Dono de um sorriso cativante, piadista inveterado, era impossível deixar de notar Henrique dos Santos Castro em qualquer grupo dos quais participava, recordam os familiares. Com uma vantagem adicional: de violão em punho, virava um bardo, descrevem, saudosos.
Henrique, como era conhecido pelos amigos, faleceu em 13 de abril, em Porto Alegre, vítima da covid-19. Tinha 71 anos de idade. Na semana em que começaram os sintomas, febre leve e indisposição, ele ainda deu vazão ao hobby predileto: tocar guitarra nos fundos da casa.
Apaixonado por música, era bom nisso. Queria ser cantor. Quando jovem, nos bares, exercitava os dotes. Depois, a vida o conduziu para outros rumos. Formou-se em Direito, exerceu advocacia por um breve período e, ainda jovem, fez concurso para o Tribunal Regional do Trabalho (TRT), onde atuou até se aposentar como analista judiciário.
Henrique era natural de São Luís (MA). Nasceu lá porque o pai, fiscal da Receita Federal, vivia migrando pelo país em transferências de serviço. Aos 21 anos, Henrique veio para Passo Fundo, quando conheceu sua esposa Ledy, que era funcionária do TRT, como ele. Viveram 49 anos juntos, tiveram quatro filhos. Viviam atualmente na Zona Sul da Capital, numa casa confortável. Henrique era adepto da Biodanza, prática terapêutica através da dança, na qual iniciou também o filho mais novo, Allan.
Ledy conta que foi quando retornaram de viagem ao Rio de Janeiro, em 13 de março, que Henrique manifestou um frio fora de época. Acharam que era pelo ar-condicionado do avião e das salas de espera no aeroporto. No dia seguinte, ele acordou com febre indisposto.
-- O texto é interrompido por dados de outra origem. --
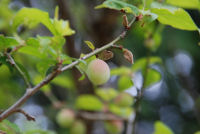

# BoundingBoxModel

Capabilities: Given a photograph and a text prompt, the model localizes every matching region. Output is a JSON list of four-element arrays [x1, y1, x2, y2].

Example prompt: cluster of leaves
[[76, 88, 133, 118], [96, 0, 199, 52], [0, 6, 75, 76], [0, 120, 55, 134], [111, 56, 162, 90]]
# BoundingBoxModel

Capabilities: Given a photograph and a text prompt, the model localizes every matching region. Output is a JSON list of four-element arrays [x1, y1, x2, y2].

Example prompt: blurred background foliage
[[0, 0, 200, 134]]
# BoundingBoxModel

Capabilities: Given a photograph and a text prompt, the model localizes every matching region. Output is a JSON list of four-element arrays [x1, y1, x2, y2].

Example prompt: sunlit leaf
[[154, 121, 174, 134], [95, 0, 140, 15], [132, 56, 162, 72], [151, 8, 198, 31], [118, 75, 133, 91], [53, 19, 75, 36], [194, 131, 200, 134], [0, 120, 21, 134], [26, 37, 40, 46], [144, 69, 161, 88], [111, 66, 132, 76], [151, 2, 178, 12], [76, 95, 103, 111], [0, 35, 18, 51], [166, 0, 200, 9], [23, 129, 56, 134], [13, 8, 57, 35], [95, 88, 118, 101], [109, 104, 133, 118], [36, 59, 55, 76], [33, 75, 50, 92], [52, 75, 75, 89], [18, 45, 45, 59], [84, 40, 95, 50], [141, 10, 158, 24]]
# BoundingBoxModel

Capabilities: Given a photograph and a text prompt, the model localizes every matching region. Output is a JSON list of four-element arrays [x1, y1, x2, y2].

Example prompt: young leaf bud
[[123, 48, 134, 64]]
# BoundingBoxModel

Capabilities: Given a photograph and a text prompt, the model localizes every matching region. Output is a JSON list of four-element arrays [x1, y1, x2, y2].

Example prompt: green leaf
[[145, 69, 161, 88], [0, 55, 14, 72], [13, 8, 57, 35], [151, 8, 198, 31], [151, 2, 178, 12], [52, 19, 75, 36], [23, 129, 56, 134], [132, 57, 162, 72], [76, 95, 103, 111], [52, 75, 75, 89], [166, 0, 200, 9], [84, 41, 95, 50], [144, 24, 164, 52], [52, 7, 75, 36], [95, 88, 118, 101], [141, 10, 158, 24], [18, 45, 45, 59], [194, 131, 200, 134], [26, 37, 40, 46], [36, 59, 55, 76], [154, 121, 174, 134], [95, 0, 140, 15], [118, 75, 134, 91], [22, 36, 67, 62], [111, 66, 132, 76], [0, 120, 21, 134], [109, 104, 133, 118], [16, 62, 31, 82], [33, 75, 50, 92], [0, 35, 18, 51], [60, 54, 72, 64]]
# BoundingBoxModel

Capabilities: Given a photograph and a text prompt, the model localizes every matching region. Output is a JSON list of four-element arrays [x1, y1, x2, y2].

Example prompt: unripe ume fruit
[[114, 93, 133, 107], [86, 59, 110, 85], [56, 109, 75, 128], [70, 120, 86, 134], [105, 120, 124, 134]]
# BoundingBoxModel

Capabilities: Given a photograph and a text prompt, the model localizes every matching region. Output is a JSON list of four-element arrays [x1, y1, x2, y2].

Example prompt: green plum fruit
[[56, 109, 75, 128], [114, 93, 134, 107], [86, 59, 110, 85], [105, 120, 124, 134], [70, 120, 86, 134]]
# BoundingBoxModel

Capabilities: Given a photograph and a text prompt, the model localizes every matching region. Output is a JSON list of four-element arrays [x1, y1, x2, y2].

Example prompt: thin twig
[[111, 44, 124, 50], [79, 111, 128, 121], [13, 109, 35, 121], [0, 130, 6, 134], [0, 16, 136, 122], [0, 109, 35, 121], [132, 51, 151, 134], [4, 53, 31, 88]]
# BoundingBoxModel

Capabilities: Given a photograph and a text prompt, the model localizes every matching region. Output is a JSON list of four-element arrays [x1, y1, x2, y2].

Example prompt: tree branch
[[0, 130, 6, 134], [78, 111, 127, 121], [4, 53, 31, 88], [12, 109, 35, 121], [132, 50, 151, 134], [0, 16, 136, 122]]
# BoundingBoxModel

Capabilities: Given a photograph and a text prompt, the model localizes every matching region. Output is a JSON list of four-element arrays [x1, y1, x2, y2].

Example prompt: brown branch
[[0, 109, 35, 121], [13, 109, 35, 121], [78, 111, 128, 121], [0, 130, 6, 134], [132, 51, 151, 134], [0, 16, 136, 122], [4, 53, 31, 88]]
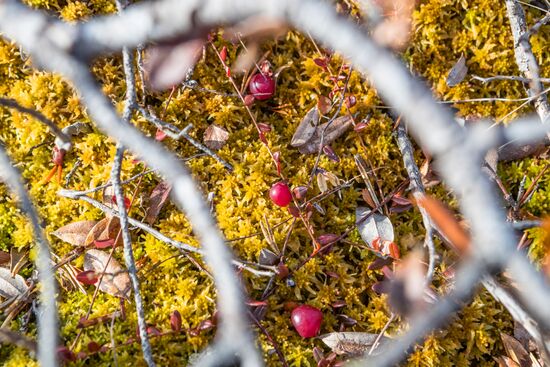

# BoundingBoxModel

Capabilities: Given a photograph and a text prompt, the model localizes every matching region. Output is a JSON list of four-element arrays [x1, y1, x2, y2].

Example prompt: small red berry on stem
[[249, 73, 275, 100], [291, 304, 323, 338], [270, 182, 292, 207]]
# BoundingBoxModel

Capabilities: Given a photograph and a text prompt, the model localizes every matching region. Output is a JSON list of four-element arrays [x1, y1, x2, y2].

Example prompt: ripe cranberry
[[269, 182, 292, 207], [291, 304, 323, 338], [249, 73, 275, 100]]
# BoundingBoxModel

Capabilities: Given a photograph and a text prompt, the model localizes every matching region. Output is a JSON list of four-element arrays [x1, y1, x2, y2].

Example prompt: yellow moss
[[1, 0, 545, 365]]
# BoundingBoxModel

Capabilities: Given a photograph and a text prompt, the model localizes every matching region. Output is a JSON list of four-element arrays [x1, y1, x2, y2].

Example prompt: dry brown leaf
[[203, 124, 229, 151], [0, 251, 9, 266], [297, 115, 353, 154], [291, 106, 320, 147], [317, 96, 332, 115], [52, 220, 98, 247], [144, 181, 172, 225], [144, 36, 206, 91], [501, 333, 531, 367], [320, 332, 390, 356], [495, 356, 521, 367], [84, 249, 131, 299], [9, 248, 28, 277], [84, 217, 121, 248], [417, 195, 470, 253], [0, 267, 28, 299], [317, 173, 328, 193]]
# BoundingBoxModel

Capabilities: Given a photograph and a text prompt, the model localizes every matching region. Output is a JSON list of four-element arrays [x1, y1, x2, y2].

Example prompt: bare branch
[[395, 123, 436, 284], [0, 97, 70, 146], [111, 145, 156, 366], [505, 0, 550, 122], [0, 145, 58, 367]]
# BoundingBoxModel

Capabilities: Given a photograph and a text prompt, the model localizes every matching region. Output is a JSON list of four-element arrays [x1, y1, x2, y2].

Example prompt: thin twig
[[0, 97, 70, 145], [0, 145, 58, 367]]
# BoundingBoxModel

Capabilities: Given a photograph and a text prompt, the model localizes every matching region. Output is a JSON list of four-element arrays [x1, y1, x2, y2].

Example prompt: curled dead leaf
[[291, 106, 320, 147], [297, 115, 353, 154], [0, 267, 28, 299], [320, 332, 390, 356], [52, 220, 98, 247], [84, 217, 121, 248], [84, 249, 131, 299], [144, 181, 172, 225], [203, 124, 229, 151]]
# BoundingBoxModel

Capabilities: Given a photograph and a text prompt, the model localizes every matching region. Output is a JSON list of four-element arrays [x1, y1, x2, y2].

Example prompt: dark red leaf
[[76, 270, 98, 285], [313, 58, 328, 69], [293, 186, 308, 200], [277, 263, 289, 279], [258, 122, 272, 133], [317, 234, 339, 246], [220, 46, 228, 62], [94, 238, 115, 249], [87, 341, 101, 353], [345, 95, 357, 108], [244, 94, 255, 106], [170, 310, 182, 332], [367, 257, 394, 271], [322, 145, 340, 162], [287, 205, 300, 218], [145, 181, 172, 225], [273, 151, 282, 176], [57, 346, 76, 362]]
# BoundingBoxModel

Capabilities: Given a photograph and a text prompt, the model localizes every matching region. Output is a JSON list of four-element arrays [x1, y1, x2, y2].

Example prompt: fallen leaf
[[84, 217, 121, 248], [203, 124, 229, 151], [446, 54, 468, 87], [83, 249, 131, 298], [501, 333, 531, 367], [320, 332, 390, 356], [356, 207, 394, 249], [290, 106, 320, 148], [417, 196, 470, 253], [317, 172, 328, 193], [0, 267, 28, 299], [144, 181, 172, 225], [258, 248, 279, 266], [298, 115, 353, 154], [52, 220, 98, 247], [0, 250, 9, 265], [495, 356, 521, 367], [317, 96, 332, 115], [9, 248, 28, 277]]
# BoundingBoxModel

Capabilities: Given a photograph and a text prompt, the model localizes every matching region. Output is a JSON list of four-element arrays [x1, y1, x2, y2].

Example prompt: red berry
[[249, 73, 275, 100], [269, 182, 292, 207], [291, 304, 323, 338]]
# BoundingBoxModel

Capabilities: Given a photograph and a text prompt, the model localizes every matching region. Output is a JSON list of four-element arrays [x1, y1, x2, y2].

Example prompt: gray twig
[[395, 122, 436, 284], [0, 97, 70, 146], [0, 145, 58, 367]]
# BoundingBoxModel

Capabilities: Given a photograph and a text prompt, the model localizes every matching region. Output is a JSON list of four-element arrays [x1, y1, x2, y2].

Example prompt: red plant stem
[[209, 41, 320, 251]]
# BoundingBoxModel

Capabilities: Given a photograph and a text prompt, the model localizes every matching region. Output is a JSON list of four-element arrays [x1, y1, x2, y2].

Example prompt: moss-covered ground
[[1, 0, 550, 365]]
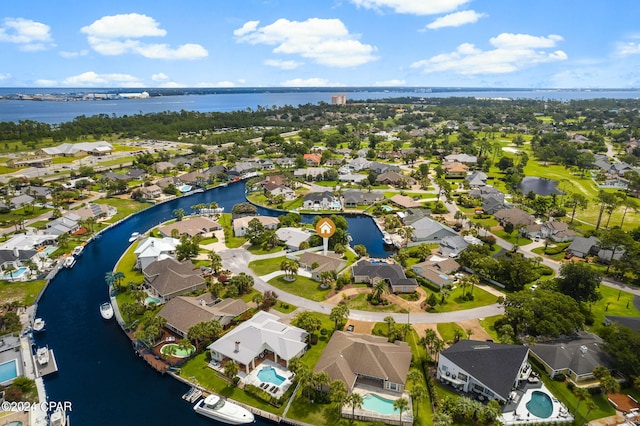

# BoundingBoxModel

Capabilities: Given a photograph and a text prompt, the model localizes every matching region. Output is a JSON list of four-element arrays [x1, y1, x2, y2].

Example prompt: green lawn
[[427, 285, 499, 313], [249, 256, 285, 276], [0, 279, 47, 305], [345, 293, 400, 312], [246, 245, 283, 255], [114, 239, 145, 285], [218, 214, 246, 248], [437, 322, 466, 344], [267, 275, 332, 302], [94, 198, 150, 222], [273, 301, 297, 314], [588, 285, 640, 327], [478, 315, 502, 342]]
— Achou que era gripe, nem pensamos em coronavírus, porque não tinha outros sintomas —recorda Ledy.
Por três dias ele tomou antigripais. Aí teve febre. Em uma quinta-feira, quase uma semana após retornar de viagem, acordou indisposto, mas ainda tocou guitarra. Na sexta-feira sentiu falta de ar pela primeira vez. Foi até um posto de saúde, onde foi colocado num respirador. Pelo sintoma, foi transferido imediatamente para o Hospital de Clínicas.
Henrique foi logo para uma UTI, onde recebeu antibióticos, porque manifestava sintomas compatíveis com pneumonia. Mesmo sedado, ainda telefonou para familiares.
— Recuperando muito bem. Tô bem legal — falou.
Foi então intubado e não conseguiu mais se comunicar. Foram 22 dias sem falar, recorda Ledy. Ela diz que o tratamento hospitalar no Clínicas foi exemplar, com psicólogos ligando todo dia aos familiares.
Henrique teve uma septicemia, que comprometeu seus órgãos. Faleceu um mês após retornar de viagem. O sepultamento foi de ataúde fechado.
Ledy acredita que não foi por falta de cuidados que Henrique pegou coronavírus, nem por sedentarismo. Apesar de ter quadro eventual de diabetes, Henrique se exercitava em academia, caminhava, não bebia e nem fumava.
—A gente sempre se cuidou. Eu, inclusive, tinha mais problemas de saúde que ele, tenho stents no coração. Acho que o vírus escolhe a pessoa que quer — pondera Ledy.
Ledy e a filha Aline, que mora com ela, também testaram positivo para covid-19, mas sem manifestar qualquer sintoma. Estão livre de transmissão.
Henrique deixou as filhas Aline, Caroline, Carmen e o caçula, Allan, que é poeta. Ele fez homenagem no Facebook, no qual descreve o pai:
“Meu pai tinha um sonho. Queria ser cantor, queria cantar, queria tanta coisa...Quando abriu os olhos, o tempo passou. Passa rápido. Aí ele me disse: ‘sonha, meu filho. Mas sonha acordado. Para quando olhar no espelho, não enxergar o passado. Mas canta, canta...que tudo que você fez já serviu para me mostrar como se faz’. Já entendi que o tempo não volta, nem olhando para trás. Canta, pai...mesmo aí no teu canto, a sós. Porque foi te ouvindo que encontrei minha voz”.